Cette progression se traduit aussi par une diversification des postes occupés. Les gendarmes femmes exercent aujourd’hui comme enquêtrices, motardes, maîtres-chien, secouristes en montagne ou spécialistes de la cybercriminalité, selon police-nationale.net. Les profils expérimentés issus de la vie civile sont particulièrement recherchés du côté de la réserve, pour les compétences qu’ils apportent.
La PMG: formation d’entrée obligatoire jusqu’à 48 ans selon la situation familiale
Pour toute candidate sans passé militaire, la préparation militaire de la gendarmerie (PMG) constitue le passage obligé avant d’intégrer la réserve. Cette formation initiale est accessible jusqu’à 45 ans, avec une dérogation d’un an supplémentaire par enfant à charge, selon Réservistes.fr.
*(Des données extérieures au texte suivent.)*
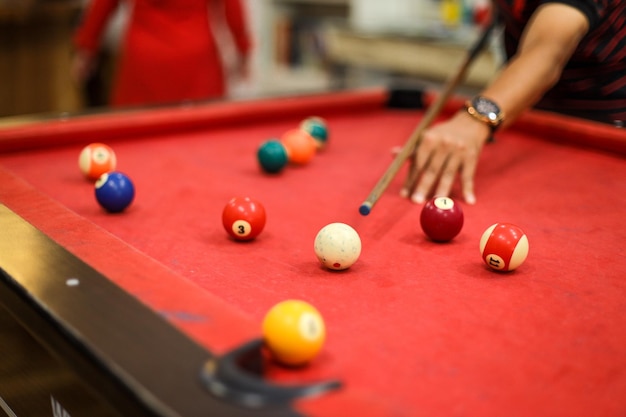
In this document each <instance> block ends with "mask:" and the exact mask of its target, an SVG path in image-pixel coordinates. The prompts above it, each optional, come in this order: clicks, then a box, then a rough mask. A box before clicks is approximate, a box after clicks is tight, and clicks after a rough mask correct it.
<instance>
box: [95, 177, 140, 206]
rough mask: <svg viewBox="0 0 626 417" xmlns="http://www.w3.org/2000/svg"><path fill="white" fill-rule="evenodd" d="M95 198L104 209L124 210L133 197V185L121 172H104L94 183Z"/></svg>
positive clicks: (132, 183) (133, 193)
Concrètement, une femme ayant deux ou trois enfants à charge peut donc y accéder jusqu’à 47 ou 48 ans.
Pour les femmes déjà titulaires d’un grade militaire — anciennes sous-officières ou militaires de réserve —, la limite d’âge correspond à celle de l’active pour leur grade, majorée de cinq ans. Au-delà de la PMG, l’engagement dans la réserve reste ouvert bien plus longtemps: jusqu’à 70 à 72 ans selon le statut, d’après le site officiel de la Gendarmerie nationale.
Réserve et concours classiques: deux voies très différentes
Les concours classiques de sous-officier de la Gendarmerie nationale sont fermés aux candidates de plus de 35 ans. La réserve opérationnelle constitue donc la principale porte d’entrée pour les femmes en reconversion tardive ou souhaitant s’engager après 40 ans. Institution militaire placée sous l’autorité du ministère de l’Intérieur, la Gendarmerie recrute plusieurs milliers de réservistes chaque année, en continu.
Patrouilles, événements, enquêtes: des missions concrètes sans diplôme exigé
La réserve opérationnelle de la Gendarmerie mobilise aujourd’hui plus de 40 000 personnes, engagées quelques jours par mois aux côtés des gendarmes d’active. Les missions couvrent les patrouilles, la sécurisation d’événements et l’appui aux enquêteurs, selon la Gendarmerie nationale. Aucun diplôme n’est requis pour candidater, et le recrutement se fait en continu tout au long de l’année.
L’engagement est volontaire et flexible, pensé pour s’articuler avec une vie professionnelle et familiale existante. Les missions se concentrent fréquemment sur les week-ends, les vacances scolaires et les grands événements, ce qui permet d’adapter le rythme selon les disponibilités.
60 € net par jour de mission: ce que représente vraiment la rémunération
La rémunération s’établit à environ 60 € net par jour de mission, selon police-nationale.net. Sur la base d’un engagement moyen de 23 jours par an, cela représente environ 1 380 € net à l’année.
Le cadre légal fixe un plancher à 5 jours minimum par an, soit environ 380 € brut annuels, et un plafond courant à 60 jours, soit environ 4 600 € brut par an. Ce plafond peut être étendu jusqu’à 150 jours dans des cas exceptionnels.